全調査対象地域において、ほとんどの回答者が、宗教指導者は政治家になるべきではないと感じている。多くの人はまた、どの政治家や政党を支持するかについて公の場で話すべきではないとは考えていない。

この地域における宗教的帰属の相当割合の変更を見て、ピュー調査担当者はこう問いかける。「アジアにおいて宗教的帰属はどの程度意味があるか?どの宗教に帰属するかは、そもそも意味があるのだろうか?」

ピュー調査担当者は、やはり意味があると考える。「現在の宗教的帰属と、幼少期の宗教とを人々がどのように表現するかということと、その人の宗教的信念や慣習のレベルとは、一致対応する傾向がある」。

パーデュー大学社会学者のYang氏は次のように付言する。「東アジアの最も普遍的な宗教は『無宗教』だという分析結果に、あまり深い意味を読み込まない方がよい」。

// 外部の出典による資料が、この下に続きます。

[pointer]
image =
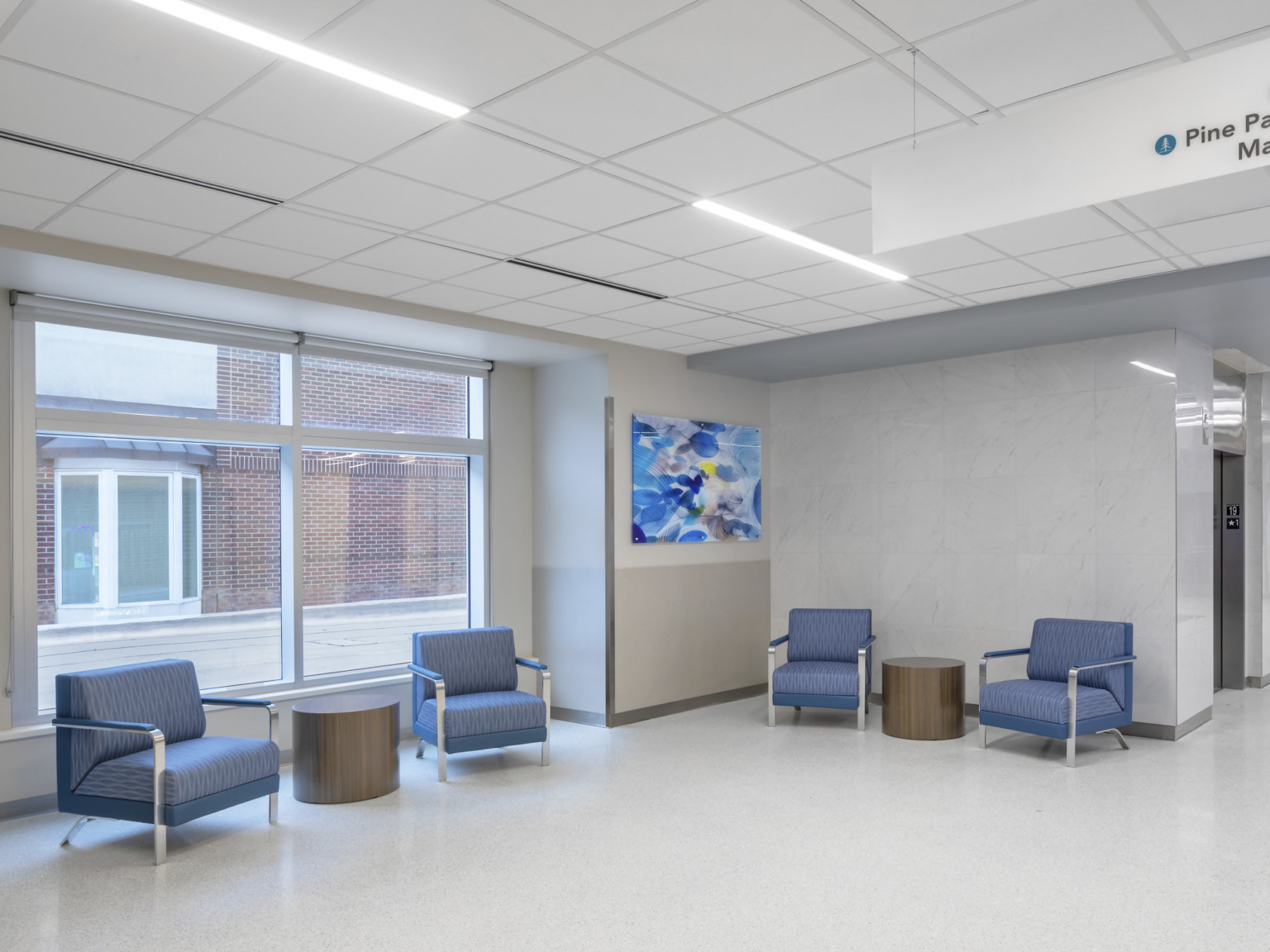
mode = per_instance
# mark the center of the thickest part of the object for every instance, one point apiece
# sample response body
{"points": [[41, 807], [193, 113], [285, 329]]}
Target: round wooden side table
{"points": [[924, 698], [345, 748]]}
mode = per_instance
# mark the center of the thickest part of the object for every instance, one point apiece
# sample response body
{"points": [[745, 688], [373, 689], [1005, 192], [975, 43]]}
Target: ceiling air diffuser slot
{"points": [[131, 166], [587, 278]]}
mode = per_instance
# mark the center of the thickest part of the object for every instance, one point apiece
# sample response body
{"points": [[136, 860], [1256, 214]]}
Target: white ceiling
{"points": [[594, 125]]}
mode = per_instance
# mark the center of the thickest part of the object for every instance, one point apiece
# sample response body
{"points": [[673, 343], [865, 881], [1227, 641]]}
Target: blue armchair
{"points": [[1080, 681], [465, 694], [828, 656], [131, 746]]}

「『無宗教』は欧米で拡大しつつある懸念すべき現象となっているが、これは東アジアでは伝統的な現象である。なぜなら、宗教的アイデンティティは必ずしも最も重要ではないからだ。」とYang氏は述べる。欧米における他の新たな宗教的トレンドの中には、(複数の宗教に由来する要素を混合して、自分の霊的信仰に取り入れる)シーライズムなどがあるが、そうしたことは東アジアでも何世紀にもわたって普通に行われてきた、とYang氏は付け加える。

「東アジアの宗教について学ぶことによって、欧米における現在の宗教的変化にヒントが与えられるかもしれない」と彼は語っている。